Failure Is Always an Option
Diana Nyad is a marathon swimmer known for amazing feats achieved in her youth that include swimming the 28 miles around Manhattan and the 102 miles from the Bahamas to Florida. While still in her twenties, she attempted to swim from Cuba to Florida, which she did not complete.
Her accomplishments are astonishing. Imagine swimming for eight hours and eleven minutes as she did when swimming around Manhattan. That’s hard enough. Now try to picture swimming for 27 and a half hours as she did to complete the Bahamas to Florida swim. It’s almost unfathomable (sea pun).
Beyond her accomplishments, though, what Nyad did so well was fail.
She failed to finish that first swim from Cuba to Florida when she was 28. At 60, she decided to try again, but the swim was canceled due to weather. She had to postpone a year and attempted the swim at age 61. She failed. So she tried again. She failed. She tried four times and failed every time. Various factors were involved: shoulder pain, asthma, currents, weather, and jellyfish stings.
So much was out of her control that failure was always more likely than success.
The goal was to swim unassisted, which means that Nyad could stop to tread water or float but never touch the side of the boat accompanying her or be touched by any of the crew.
But it is a dangerous goal, impossible to do alone, so each swim involved a team to support her, including, among others, her best friend who served as a coach, a navigator, a medic, and a crew who used specialized equipment to protect her from sharks since she swam without a cage.
Her failure was the failure of the entire crew, who were risking their own well-being and financial welfare on her behalf.
Every attempt was a public failure. The swim was newsworthy. The failures were reported on the news.
She persevered anyway.
Nyad has written her own account of her eventual success, which happened in late summer 2013. The swim took 53 hours. To mark the tenth anniversary of the swim, Netflix released a film chronicling her adventure from when she conceives of the idea until she at last succeeds.
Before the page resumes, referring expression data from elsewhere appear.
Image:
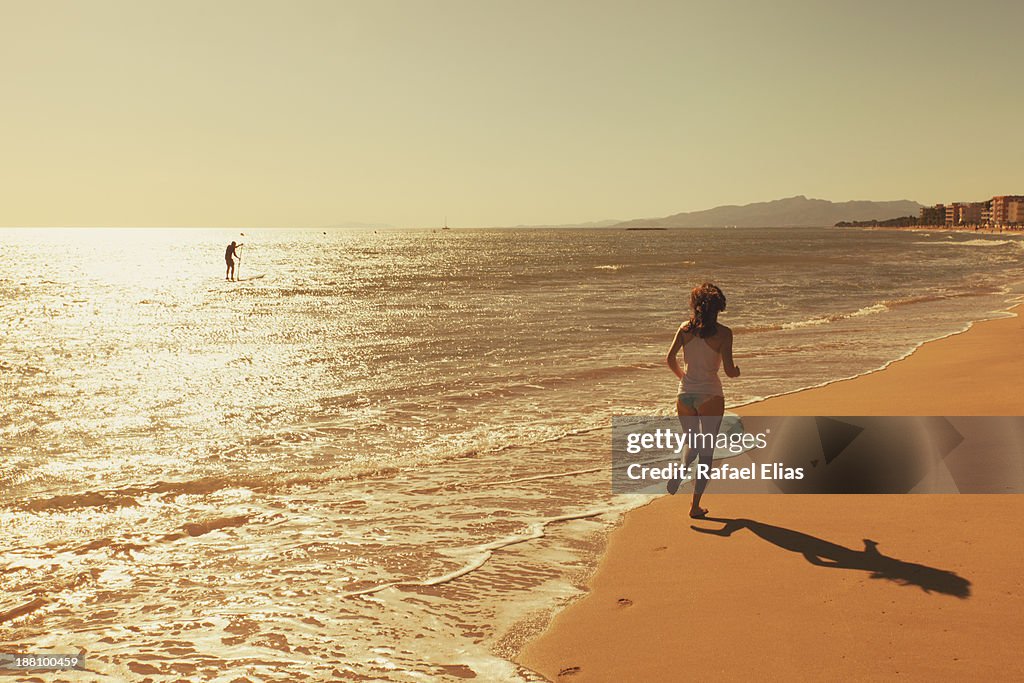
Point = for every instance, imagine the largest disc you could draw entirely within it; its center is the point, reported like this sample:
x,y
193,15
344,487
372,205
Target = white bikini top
x,y
700,364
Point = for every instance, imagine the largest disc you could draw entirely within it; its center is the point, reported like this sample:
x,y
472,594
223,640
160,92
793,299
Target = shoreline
x,y
642,599
986,229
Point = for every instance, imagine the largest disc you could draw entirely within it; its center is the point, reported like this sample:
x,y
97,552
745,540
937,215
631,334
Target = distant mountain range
x,y
791,212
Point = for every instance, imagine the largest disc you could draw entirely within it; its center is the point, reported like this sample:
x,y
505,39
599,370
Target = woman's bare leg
x,y
713,409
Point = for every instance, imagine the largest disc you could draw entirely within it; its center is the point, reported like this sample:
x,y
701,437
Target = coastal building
x,y
954,213
1000,208
972,213
1015,212
933,215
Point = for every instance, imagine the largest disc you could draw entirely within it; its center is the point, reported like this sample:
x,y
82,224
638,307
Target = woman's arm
x,y
731,369
677,344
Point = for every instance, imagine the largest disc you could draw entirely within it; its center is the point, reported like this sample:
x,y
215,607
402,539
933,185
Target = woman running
x,y
706,346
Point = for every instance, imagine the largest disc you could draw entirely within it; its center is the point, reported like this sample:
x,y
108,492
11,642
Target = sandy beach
x,y
819,587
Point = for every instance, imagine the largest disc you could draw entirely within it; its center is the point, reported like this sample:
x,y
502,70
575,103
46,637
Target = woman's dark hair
x,y
707,301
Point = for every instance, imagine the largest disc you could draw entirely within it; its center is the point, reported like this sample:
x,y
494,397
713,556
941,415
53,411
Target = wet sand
x,y
819,587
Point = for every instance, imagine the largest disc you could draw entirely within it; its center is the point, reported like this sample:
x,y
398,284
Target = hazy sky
x,y
308,113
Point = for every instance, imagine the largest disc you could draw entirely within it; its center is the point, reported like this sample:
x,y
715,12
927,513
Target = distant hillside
x,y
791,212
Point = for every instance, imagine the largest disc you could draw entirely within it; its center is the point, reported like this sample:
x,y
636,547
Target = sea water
x,y
386,459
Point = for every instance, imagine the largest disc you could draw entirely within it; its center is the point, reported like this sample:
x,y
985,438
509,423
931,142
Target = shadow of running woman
x,y
826,554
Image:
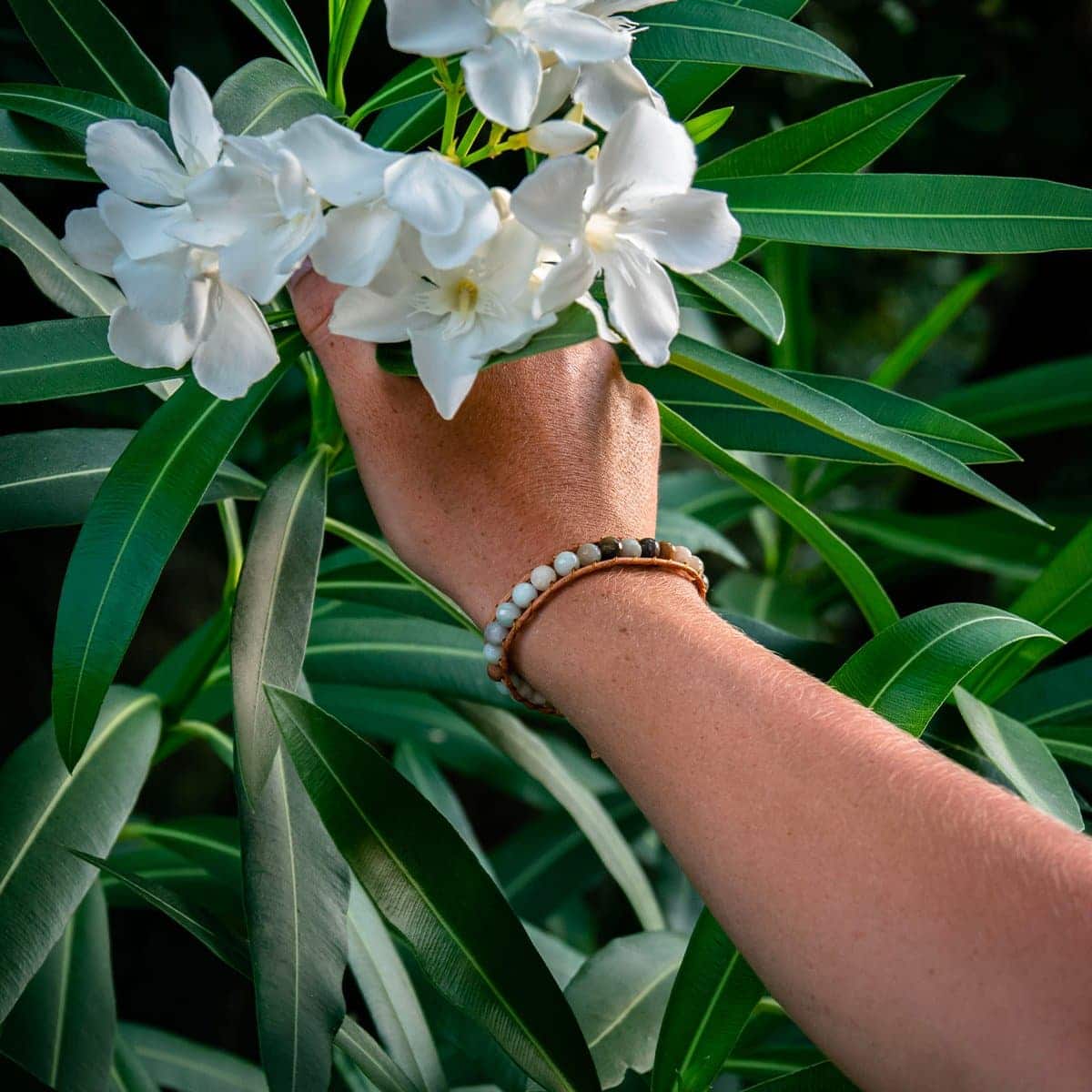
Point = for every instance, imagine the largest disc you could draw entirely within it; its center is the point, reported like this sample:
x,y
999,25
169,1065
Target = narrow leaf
x,y
713,996
273,606
906,672
137,518
430,887
86,47
44,808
I watched the film Nyad last night on an auspicious occasion. Nyad first attempted the swim at 28, and it was 28 years since the day I got married. She succeeded in 2013, the year I was divorced. There was no 28th anniversary. In other words, my marriage failed.
I’ve been thinking too much about failure of late. Someone I care about is needing to pass a major exam and is struggling with the fear of failure. I’ve been worrying about my own failure as I write a second book. My first is a success in so far as it was published, but it didn’t sell well. Will this new book even find a publisher? If published, will anyone read it? Am I wasting hours upon hours of my life to write a book that never meets the public?
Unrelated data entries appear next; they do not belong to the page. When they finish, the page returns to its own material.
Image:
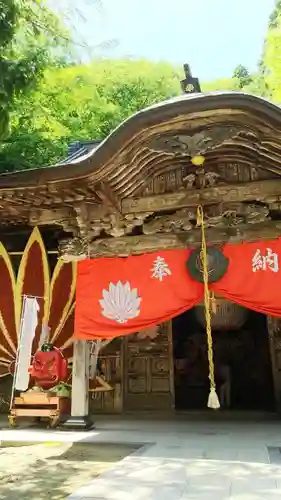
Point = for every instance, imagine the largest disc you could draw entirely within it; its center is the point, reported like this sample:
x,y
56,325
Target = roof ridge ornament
x,y
190,85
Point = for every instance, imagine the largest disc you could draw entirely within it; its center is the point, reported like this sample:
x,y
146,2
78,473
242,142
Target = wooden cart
x,y
40,405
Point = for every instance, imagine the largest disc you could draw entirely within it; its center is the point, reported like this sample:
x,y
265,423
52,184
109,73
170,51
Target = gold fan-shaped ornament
x,y
56,300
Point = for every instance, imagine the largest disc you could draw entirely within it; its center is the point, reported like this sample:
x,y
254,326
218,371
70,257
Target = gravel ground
x,y
53,470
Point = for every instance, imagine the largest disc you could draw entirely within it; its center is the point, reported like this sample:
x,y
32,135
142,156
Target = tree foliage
x,y
81,102
75,102
29,32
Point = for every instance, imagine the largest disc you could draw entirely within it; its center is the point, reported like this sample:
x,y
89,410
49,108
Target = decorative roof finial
x,y
190,85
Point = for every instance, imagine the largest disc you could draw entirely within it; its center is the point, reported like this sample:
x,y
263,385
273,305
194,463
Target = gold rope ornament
x,y
213,400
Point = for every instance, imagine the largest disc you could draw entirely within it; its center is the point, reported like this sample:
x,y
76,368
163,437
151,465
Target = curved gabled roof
x,y
189,113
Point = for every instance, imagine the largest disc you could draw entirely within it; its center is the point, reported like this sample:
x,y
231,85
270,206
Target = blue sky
x,y
213,36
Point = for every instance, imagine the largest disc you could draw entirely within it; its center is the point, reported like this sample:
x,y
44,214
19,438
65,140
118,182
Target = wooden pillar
x,y
274,334
80,387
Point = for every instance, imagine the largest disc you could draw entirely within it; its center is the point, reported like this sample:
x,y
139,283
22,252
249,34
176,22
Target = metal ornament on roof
x,y
190,85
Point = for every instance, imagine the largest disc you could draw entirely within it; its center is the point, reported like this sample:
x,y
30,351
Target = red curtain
x,y
118,296
253,278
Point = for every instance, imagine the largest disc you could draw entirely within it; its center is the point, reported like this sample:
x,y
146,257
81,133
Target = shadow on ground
x,y
53,470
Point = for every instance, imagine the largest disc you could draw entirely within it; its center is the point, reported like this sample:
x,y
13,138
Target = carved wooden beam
x,y
108,197
254,191
136,245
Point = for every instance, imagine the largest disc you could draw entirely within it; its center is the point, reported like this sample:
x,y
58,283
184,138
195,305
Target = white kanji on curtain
x,y
263,262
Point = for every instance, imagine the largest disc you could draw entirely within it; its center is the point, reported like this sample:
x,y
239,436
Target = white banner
x,y
27,333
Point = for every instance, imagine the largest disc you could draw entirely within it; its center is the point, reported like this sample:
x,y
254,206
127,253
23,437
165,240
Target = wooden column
x,y
80,387
274,333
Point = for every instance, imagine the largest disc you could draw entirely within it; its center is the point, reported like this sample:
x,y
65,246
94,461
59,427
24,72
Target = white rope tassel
x,y
213,400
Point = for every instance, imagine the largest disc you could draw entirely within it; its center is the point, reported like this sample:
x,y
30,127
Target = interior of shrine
x,y
241,344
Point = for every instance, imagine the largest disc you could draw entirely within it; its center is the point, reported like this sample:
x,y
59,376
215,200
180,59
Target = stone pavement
x,y
184,459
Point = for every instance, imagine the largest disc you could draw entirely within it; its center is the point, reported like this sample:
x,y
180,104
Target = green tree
x,y
242,74
29,32
272,61
273,18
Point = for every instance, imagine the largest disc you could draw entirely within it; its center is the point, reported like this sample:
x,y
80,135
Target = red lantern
x,y
49,367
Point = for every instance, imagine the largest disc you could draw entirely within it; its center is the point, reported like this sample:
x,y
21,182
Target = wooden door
x,y
148,380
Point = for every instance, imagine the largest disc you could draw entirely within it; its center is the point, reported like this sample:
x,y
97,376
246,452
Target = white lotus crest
x,y
120,302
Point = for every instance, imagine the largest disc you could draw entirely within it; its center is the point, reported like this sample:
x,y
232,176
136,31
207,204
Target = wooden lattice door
x,y
148,371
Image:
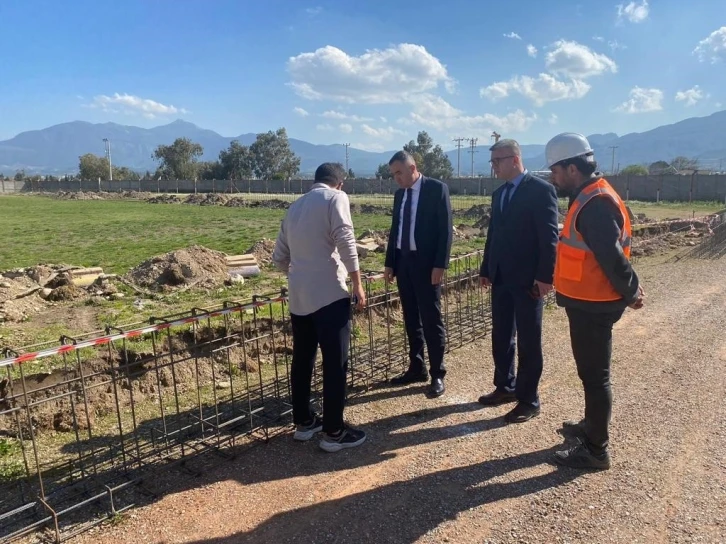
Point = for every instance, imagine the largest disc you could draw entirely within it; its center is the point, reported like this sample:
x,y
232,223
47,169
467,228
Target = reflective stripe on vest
x,y
577,272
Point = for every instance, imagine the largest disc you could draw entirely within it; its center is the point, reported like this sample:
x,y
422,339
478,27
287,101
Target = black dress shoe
x,y
410,376
521,413
497,397
437,388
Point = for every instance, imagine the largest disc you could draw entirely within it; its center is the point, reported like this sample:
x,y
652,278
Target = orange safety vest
x,y
577,273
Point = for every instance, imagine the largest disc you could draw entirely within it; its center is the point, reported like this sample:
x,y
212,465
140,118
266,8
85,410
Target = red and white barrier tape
x,y
102,340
I’m a writing teacher, so I know better. I’m not following the advice that I’ve given to my students repeatedly over decades of teaching. I’m not taking to heart the advice given by writers I admire such as Ann Patchett and David Sedaris who say just write. You write for the sake of writing. Thinking about all the rest only makes the writing unpleasant, if not impossible.
Diana Nyad succeeded because she was willing to fail. To succeed, we must risk failure. Success and failure are inseparable.
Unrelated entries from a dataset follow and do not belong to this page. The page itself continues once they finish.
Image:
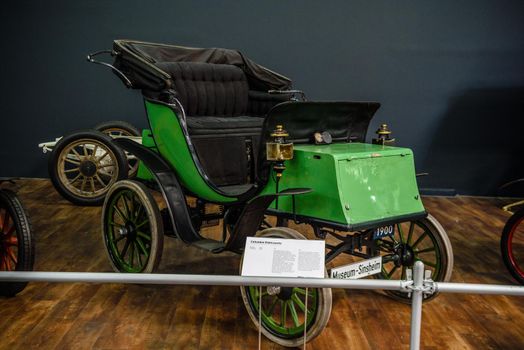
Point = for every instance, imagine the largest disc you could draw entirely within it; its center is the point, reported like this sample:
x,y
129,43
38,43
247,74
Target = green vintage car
x,y
233,136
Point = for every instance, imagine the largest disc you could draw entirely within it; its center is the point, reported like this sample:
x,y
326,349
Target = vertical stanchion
x,y
416,304
305,319
259,317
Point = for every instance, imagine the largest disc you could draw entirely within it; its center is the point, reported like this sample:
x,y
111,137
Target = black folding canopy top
x,y
137,60
345,121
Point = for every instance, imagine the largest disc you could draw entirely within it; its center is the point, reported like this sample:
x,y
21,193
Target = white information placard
x,y
277,257
358,270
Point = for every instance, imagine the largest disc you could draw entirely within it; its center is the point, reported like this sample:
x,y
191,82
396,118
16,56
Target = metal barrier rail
x,y
416,284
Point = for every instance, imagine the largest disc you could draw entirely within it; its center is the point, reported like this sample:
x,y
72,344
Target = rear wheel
x,y
16,241
84,165
512,245
283,308
118,128
424,240
132,228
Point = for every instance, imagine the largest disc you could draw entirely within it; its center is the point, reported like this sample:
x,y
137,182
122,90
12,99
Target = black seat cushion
x,y
206,89
241,125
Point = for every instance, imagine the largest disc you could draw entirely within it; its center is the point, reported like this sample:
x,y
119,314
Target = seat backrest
x,y
207,89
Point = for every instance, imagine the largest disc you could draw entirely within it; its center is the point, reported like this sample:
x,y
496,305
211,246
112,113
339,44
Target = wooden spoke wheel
x,y
84,165
512,245
424,240
132,228
283,308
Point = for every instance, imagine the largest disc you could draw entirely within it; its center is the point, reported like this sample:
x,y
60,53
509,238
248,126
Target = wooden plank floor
x,y
86,316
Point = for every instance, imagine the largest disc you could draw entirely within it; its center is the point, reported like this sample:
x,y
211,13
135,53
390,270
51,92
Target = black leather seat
x,y
224,118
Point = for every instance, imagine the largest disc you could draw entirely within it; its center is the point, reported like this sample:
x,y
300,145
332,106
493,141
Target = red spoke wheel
x,y
16,243
512,245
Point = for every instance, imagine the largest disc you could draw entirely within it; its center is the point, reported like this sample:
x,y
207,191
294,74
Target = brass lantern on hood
x,y
279,150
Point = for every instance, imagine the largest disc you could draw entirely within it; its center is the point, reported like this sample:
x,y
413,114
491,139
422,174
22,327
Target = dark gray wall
x,y
449,74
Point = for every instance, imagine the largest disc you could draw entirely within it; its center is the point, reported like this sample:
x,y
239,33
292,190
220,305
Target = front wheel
x,y
424,240
512,245
17,251
84,165
283,308
132,228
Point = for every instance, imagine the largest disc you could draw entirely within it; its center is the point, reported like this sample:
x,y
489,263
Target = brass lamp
x,y
278,150
383,136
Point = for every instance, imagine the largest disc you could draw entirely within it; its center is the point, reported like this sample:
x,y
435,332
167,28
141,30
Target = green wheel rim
x,y
418,237
284,317
128,233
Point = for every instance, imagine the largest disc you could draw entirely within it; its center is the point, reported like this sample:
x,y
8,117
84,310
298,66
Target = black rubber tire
x,y
26,246
324,304
442,244
115,128
152,226
96,138
506,244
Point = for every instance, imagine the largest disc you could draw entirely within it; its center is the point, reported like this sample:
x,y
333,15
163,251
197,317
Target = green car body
x,y
354,185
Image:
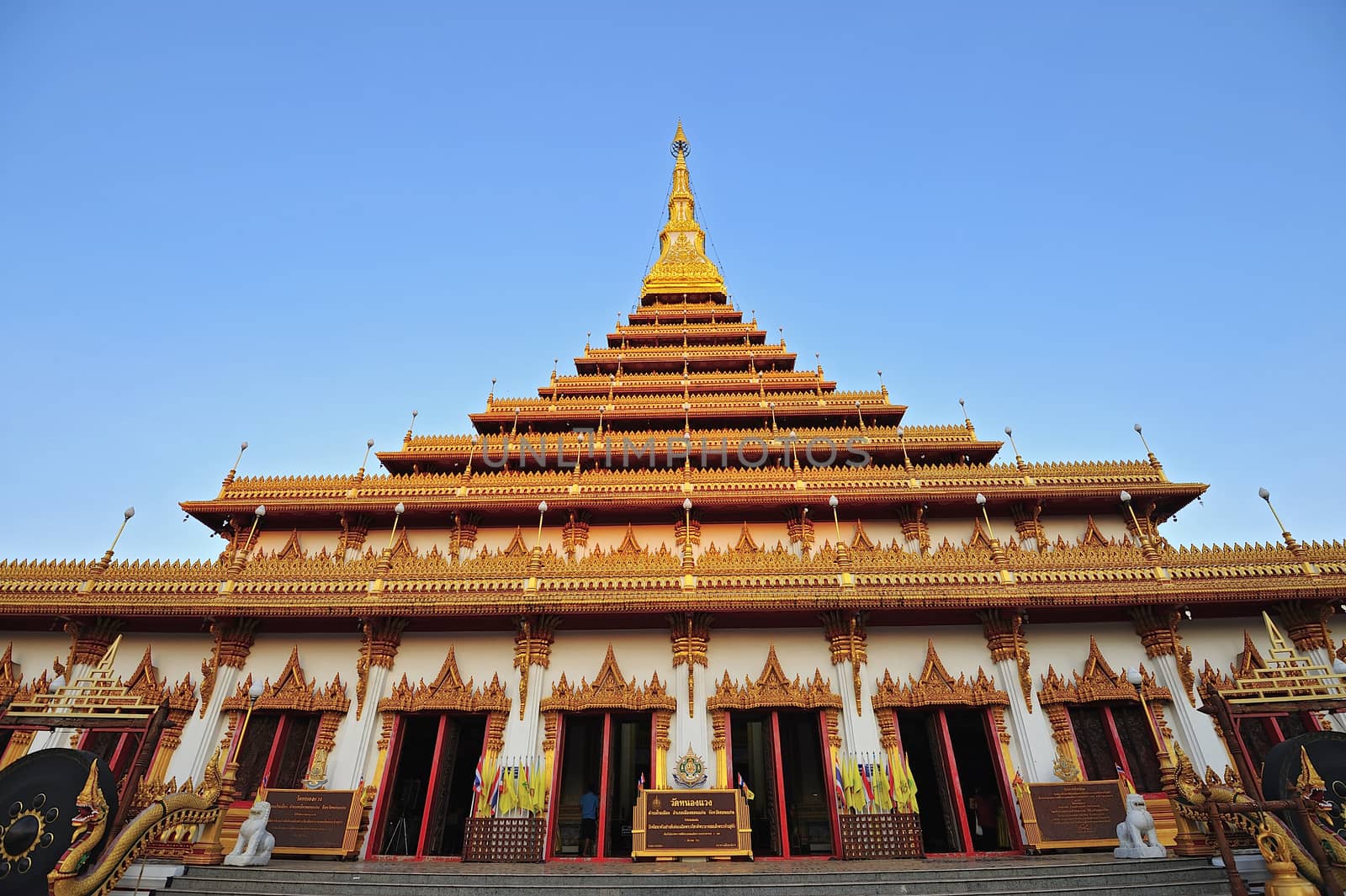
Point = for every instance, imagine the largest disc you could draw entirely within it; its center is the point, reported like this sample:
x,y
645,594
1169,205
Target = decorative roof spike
x,y
683,265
In an odd way, swimming figured into my divorce, and as I contemplated my failure to reach my 28th anniversary while watching this incredible woman fail and fail until she succeeded, I felt gratitude that I had failed at marriage. I’m glad I took the risk because I have a wonderful daughter. I’m glad that I knew when to quit because to leave — to fail — was to succeed in my situation.
After I dried my tears from watching Nyad, I texted the friend who recommended it. She responded that the movie made her want to be strong. I replied “same.”
Now that I’ve thought about it some more, I want to revise my response.
I want to feel strong enough to embrace failure.